Le sorcier fit sortir d’une boîte un étrange petit animal et il le plaça sur sa main. Cet animal ressemblait à un petit serpent, il s’enroula autour d’un de ses doigts, sortit sa langue semblable à un fil, émit un étrange sifflement et s’accrochant par sa tête au doigt, se mit debout, la queue en l’air. Le sorcier l’arracha et montra une goutte de sang à son doigt. Mathias vit que les sauvages considéraient ce numéro du spectacle comme l’art suprême, quoiqu’il y eût pourtant bien d’autres tours plus étonnants. On lui expliqua que ce serpent était un être plus terrible et plus redoutable que le léopard et la hyène, car sa piqûre provoque la mort en une seconde.

Puis le sorcier entra dans le feu et des flammes sortirent de sa bouche et de son nez, et il ne paraissait pas souffrir.

Ensuite, il fit danser quarante-neuf volumineux serpents en jouant du pipeau. Puis il souffla sur un immense palmier qui avait au moins cent ans d’âge et ce palmier se mit à se courber lentement jusqu’à ce qu’il se brisât.

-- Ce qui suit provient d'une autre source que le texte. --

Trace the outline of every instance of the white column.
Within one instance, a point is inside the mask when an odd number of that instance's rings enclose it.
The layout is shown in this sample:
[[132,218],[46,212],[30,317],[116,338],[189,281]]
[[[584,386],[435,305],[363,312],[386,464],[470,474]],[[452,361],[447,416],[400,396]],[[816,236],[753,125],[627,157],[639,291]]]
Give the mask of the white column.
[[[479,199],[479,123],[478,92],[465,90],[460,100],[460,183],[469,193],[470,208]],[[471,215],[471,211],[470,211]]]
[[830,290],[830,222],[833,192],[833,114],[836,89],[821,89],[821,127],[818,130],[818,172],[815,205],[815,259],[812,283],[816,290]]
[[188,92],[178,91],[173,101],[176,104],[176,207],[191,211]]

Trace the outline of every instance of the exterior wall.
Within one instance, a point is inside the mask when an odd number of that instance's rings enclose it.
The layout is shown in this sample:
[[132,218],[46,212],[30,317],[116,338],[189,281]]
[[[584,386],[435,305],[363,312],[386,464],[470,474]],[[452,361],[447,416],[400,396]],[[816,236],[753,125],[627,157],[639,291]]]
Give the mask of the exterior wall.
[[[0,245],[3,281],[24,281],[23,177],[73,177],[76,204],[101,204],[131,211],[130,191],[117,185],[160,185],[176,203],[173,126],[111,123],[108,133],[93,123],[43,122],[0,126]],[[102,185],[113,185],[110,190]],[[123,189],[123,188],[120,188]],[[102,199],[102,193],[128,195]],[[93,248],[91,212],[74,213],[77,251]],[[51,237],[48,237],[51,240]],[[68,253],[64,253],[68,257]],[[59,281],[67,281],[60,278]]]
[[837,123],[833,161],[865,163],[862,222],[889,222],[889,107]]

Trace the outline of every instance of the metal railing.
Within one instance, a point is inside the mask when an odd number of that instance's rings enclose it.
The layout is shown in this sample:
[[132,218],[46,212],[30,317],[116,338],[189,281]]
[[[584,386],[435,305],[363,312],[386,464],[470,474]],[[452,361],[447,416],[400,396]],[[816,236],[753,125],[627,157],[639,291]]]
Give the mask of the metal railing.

Il continua ses tours en traçant dans l’air une ligne avec un bâton entre deux arbres et passa dessus comme s’il marchait sur une planche. Il lança en l’air une boule d’ivoire et, au moment où elle tombait, il avança la tête : la boule tomba sur sa tête et disparut, et il n’en resta aucune trace. Ensuite, il tourna en rond affreusement vite et très longtemps. Lorsqu’il s’arrêta, tous le virent avec deux têtes et deux visages : l’un riait, et l’autre pleurait. Puis il prit un petit garçon, lui coupa la tête avec un glaive, mit celle-ci dans une boîte et exécuta autour une danse sauvage. Après qu’il eut donné un coup de pied à la boîte, quelqu’un à l’intérieur commença à jouer du pipeau, et lorsqu’il leva le couvercle, le jeune garçon était couché comme si rien ne s’était passé. L’enfant sortit et se mit à faire de la gymnastique. Le sorcier fit un autre tour avec un oiseau. Il le laissa s’envoler très haut et tira avec son arc : l’oiseau tomba, traversé par la flèche. L’oiseau arracha cette flèche avec son bec, vola vers le sorcier et la lui rendit. Puis il disparut.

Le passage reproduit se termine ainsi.